1. Qu'est-ce que le bracelet anti-rapprochement ?
Le bracelet anti-rapprochement (BAR) est un dispositif électronique qui permet de géolocaliser en temps réel une personne condamnée ou mise en examen pour violences conjugales. Il est associé à un téléphone portable remis à la victime, qui est alertée si l'auteur s'approche à moins d'une distance définie (généralement entre 1 et 10 km). La durée du bracelet anti-rapprochement est fixée par le juge lors du prononcé de la mesure.
« En 2026, le bracelet anti-rapprochement n'est plus une simple option : c'est une mesure de protection prioritaire, ordonnée dans plus de 80 % des dossiers de violences conjugales graves.

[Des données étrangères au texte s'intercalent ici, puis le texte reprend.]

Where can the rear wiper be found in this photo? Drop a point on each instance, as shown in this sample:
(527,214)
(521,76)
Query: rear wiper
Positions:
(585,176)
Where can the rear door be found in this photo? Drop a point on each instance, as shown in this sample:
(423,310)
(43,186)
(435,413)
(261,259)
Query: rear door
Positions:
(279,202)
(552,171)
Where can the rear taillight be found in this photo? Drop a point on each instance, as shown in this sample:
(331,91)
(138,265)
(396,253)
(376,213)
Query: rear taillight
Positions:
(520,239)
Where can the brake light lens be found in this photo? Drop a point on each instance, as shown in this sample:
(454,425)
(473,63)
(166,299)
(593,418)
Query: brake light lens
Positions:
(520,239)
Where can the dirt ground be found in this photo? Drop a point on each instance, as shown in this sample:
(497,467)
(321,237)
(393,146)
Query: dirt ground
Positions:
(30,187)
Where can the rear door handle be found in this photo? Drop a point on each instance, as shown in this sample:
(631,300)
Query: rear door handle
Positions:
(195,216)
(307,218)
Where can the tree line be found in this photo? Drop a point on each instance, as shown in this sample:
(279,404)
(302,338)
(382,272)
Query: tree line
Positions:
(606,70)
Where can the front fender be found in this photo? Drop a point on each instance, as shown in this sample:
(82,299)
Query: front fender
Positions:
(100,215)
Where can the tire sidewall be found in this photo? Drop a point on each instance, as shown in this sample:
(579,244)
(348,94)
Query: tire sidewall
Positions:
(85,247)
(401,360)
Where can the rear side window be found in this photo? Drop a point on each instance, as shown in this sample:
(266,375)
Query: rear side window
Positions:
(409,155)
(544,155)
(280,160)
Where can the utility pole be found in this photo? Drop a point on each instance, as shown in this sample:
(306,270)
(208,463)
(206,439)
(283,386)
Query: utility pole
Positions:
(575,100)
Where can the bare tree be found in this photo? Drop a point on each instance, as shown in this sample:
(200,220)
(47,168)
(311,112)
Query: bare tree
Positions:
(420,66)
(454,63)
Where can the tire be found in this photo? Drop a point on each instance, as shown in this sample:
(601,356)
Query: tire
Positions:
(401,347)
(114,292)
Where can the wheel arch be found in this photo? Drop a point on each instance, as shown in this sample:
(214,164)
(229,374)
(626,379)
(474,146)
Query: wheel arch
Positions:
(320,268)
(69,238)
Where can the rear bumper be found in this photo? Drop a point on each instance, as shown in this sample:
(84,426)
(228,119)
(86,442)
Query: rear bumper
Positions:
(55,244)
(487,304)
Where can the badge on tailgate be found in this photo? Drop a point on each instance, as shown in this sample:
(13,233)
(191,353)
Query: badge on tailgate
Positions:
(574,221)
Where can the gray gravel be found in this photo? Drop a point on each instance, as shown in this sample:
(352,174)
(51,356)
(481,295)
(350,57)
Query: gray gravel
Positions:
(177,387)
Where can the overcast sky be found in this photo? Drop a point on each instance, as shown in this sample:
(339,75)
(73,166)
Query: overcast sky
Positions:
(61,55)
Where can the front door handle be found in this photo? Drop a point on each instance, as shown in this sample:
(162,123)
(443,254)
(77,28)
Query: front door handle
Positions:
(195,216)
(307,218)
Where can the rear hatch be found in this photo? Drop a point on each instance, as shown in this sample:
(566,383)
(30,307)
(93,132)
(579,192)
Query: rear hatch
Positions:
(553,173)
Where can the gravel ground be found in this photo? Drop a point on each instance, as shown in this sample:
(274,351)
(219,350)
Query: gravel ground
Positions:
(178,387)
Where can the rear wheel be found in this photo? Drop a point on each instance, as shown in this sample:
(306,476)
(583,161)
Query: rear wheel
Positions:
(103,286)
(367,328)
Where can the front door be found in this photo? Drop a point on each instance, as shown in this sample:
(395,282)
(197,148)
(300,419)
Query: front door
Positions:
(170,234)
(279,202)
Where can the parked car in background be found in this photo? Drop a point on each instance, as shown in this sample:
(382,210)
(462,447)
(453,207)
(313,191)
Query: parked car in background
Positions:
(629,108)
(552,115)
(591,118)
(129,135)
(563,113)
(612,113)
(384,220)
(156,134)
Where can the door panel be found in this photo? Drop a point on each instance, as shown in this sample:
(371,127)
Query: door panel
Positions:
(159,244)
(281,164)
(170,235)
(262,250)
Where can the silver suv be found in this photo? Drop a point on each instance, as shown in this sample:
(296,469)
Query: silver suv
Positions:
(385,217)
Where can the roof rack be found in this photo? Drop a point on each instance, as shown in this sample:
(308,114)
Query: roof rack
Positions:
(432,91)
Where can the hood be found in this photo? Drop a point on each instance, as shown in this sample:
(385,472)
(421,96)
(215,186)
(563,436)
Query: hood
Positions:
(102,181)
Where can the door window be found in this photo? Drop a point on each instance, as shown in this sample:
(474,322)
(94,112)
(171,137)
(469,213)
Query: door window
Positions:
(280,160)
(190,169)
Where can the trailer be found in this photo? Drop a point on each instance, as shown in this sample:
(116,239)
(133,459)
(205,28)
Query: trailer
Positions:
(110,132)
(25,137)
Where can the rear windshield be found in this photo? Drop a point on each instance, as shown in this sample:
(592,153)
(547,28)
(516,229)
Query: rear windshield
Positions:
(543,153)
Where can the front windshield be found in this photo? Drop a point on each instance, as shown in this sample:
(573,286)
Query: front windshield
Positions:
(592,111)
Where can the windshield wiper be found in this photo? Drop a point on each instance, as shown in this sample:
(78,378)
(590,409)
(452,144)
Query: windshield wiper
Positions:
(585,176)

Sa durée est adaptée à chaque situation, mais ne doit jamais être inférieure à 3 mois pour garantir une réelle protection. » — Maître Claire Delmas
💡 Conseil d'expert : Si vous êtes victime, sachez que le bracelet peut être posé en urgence, parfois en 24 heures, via une ordonnance de protection. La durée initiale est alors de 6 mois maximum, mais une audience de contrôle est prévue au bout de 2 mois pour évaluer la situation.
2. Durée légale du bracelet anti-rapprochement en 2026
La durée du bracelet anti-rapprochement est strictement encadrée par le Code de procédure pénale (article 138-3) et la loi du 28 décembre 2019. En 2026, les règles suivantes s'appliquent :
- Durée initiale : 6 mois maximum, renouvelable une fois par période de 6 mois.
- Durée totale maximale : 2 ans (soit 4 renouvellements de 6 mois) dans les affaires de violences aggravées ou de récidive.
- Cas particulier : Pour les mesures prononcées dans le cadre d'un contrôle judiciaire, la durée est limitée à la durée de l'instruction, sans pouvoir excéder 2 ans.
Depuis la réforme de 2023, le juge doit motiver spécialement la durée en fonction du danger évalué par une cellule d'évaluation pluridisciplinaire (CESP). En 2026, cette évaluation est obligatoire avant tout renouvellement au-delà de 12 mois.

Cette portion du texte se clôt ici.